Mi, 13. Dezember 2017

Leidensweg

06.02.2011 16:28

Nach Unfall stürzte Heli ab - kaum Geld von Versicherung

Der Baupolier Erwin Holler (58) aus Engelhartszell im Bezirk Schärding bleibt ein Pechvogel. Am 1. Mai 2006 stürzte er bei einem Motorradrennen am Salzburgring schwer. Beim Transport ins Spital stürzte auch noch der Notarztheli ab. Zuletzt hat er im Kampf ums Schmerzensgeld noch 6.000 Euro verloren.
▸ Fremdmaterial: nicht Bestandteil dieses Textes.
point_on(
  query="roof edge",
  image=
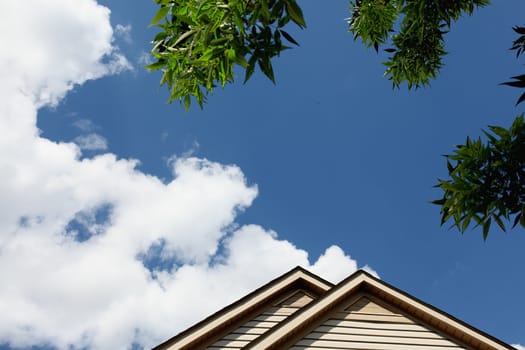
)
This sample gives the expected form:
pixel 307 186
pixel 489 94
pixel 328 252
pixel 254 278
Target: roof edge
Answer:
pixel 245 304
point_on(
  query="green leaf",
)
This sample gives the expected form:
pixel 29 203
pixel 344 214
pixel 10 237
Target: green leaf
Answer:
pixel 161 13
pixel 295 12
pixel 289 37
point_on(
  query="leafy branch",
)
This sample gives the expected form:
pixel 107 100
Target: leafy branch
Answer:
pixel 201 41
pixel 487 181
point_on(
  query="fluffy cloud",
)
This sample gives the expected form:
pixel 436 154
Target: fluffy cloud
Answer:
pixel 94 253
pixel 91 142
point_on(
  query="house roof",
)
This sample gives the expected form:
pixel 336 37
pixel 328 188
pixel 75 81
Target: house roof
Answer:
pixel 214 327
pixel 299 310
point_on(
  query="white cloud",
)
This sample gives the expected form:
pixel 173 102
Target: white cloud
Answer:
pixel 124 32
pixel 94 253
pixel 84 125
pixel 91 142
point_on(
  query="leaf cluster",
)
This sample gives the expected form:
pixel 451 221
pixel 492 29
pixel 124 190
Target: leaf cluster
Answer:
pixel 414 31
pixel 201 41
pixel 519 46
pixel 487 180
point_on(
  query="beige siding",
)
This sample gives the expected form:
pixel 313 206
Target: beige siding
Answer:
pixel 263 322
pixel 366 325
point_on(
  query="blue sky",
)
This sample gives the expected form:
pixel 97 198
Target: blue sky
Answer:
pixel 331 156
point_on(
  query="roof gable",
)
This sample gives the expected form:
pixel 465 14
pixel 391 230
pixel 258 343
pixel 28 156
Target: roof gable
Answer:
pixel 382 303
pixel 248 318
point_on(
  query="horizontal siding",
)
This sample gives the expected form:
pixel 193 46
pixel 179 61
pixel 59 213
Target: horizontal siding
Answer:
pixel 366 325
pixel 262 323
pixel 324 344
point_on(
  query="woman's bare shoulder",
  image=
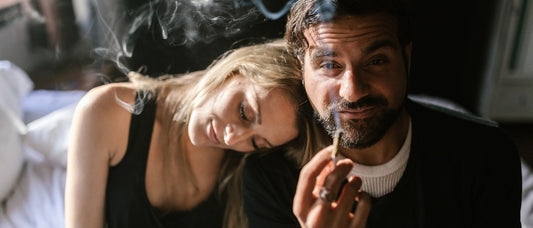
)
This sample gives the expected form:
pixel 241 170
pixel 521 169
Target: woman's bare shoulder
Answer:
pixel 101 120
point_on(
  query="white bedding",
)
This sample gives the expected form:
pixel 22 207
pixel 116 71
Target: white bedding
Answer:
pixel 39 121
pixel 38 197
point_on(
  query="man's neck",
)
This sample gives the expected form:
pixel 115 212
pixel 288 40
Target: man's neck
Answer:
pixel 386 148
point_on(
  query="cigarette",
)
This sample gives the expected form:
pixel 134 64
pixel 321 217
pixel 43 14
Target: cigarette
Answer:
pixel 335 151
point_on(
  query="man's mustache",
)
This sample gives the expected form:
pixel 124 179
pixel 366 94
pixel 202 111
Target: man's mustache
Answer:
pixel 361 103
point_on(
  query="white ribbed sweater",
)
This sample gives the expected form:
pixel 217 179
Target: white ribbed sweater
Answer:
pixel 381 179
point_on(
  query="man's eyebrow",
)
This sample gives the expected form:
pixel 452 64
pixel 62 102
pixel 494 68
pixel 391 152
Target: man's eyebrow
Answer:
pixel 322 52
pixel 380 44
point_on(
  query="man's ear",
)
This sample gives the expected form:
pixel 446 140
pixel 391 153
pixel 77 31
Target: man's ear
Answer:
pixel 300 59
pixel 408 53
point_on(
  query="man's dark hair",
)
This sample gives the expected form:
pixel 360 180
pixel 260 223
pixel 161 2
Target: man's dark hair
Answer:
pixel 306 13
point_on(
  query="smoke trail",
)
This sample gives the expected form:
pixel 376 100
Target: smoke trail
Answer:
pixel 180 23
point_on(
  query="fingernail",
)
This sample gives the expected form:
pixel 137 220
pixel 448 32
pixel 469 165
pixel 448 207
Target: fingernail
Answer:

"Ich habe heute noch massive Albträume", so Holler. Aber nicht wegen des Sturzes mit seiner Ducati auf dem Salzburgring: "Gestürzt bin ich schon öfter. Das gehört halt dazu", so der frühere Hobby-Rennfahrer. "Aber wie dann der Hubschrauber vom Dach des UKH mit einem Mordstuscher 20 Meter hinuntergekracht ist: Das krieg ich einfach nicht mehr aus dem Kopf!"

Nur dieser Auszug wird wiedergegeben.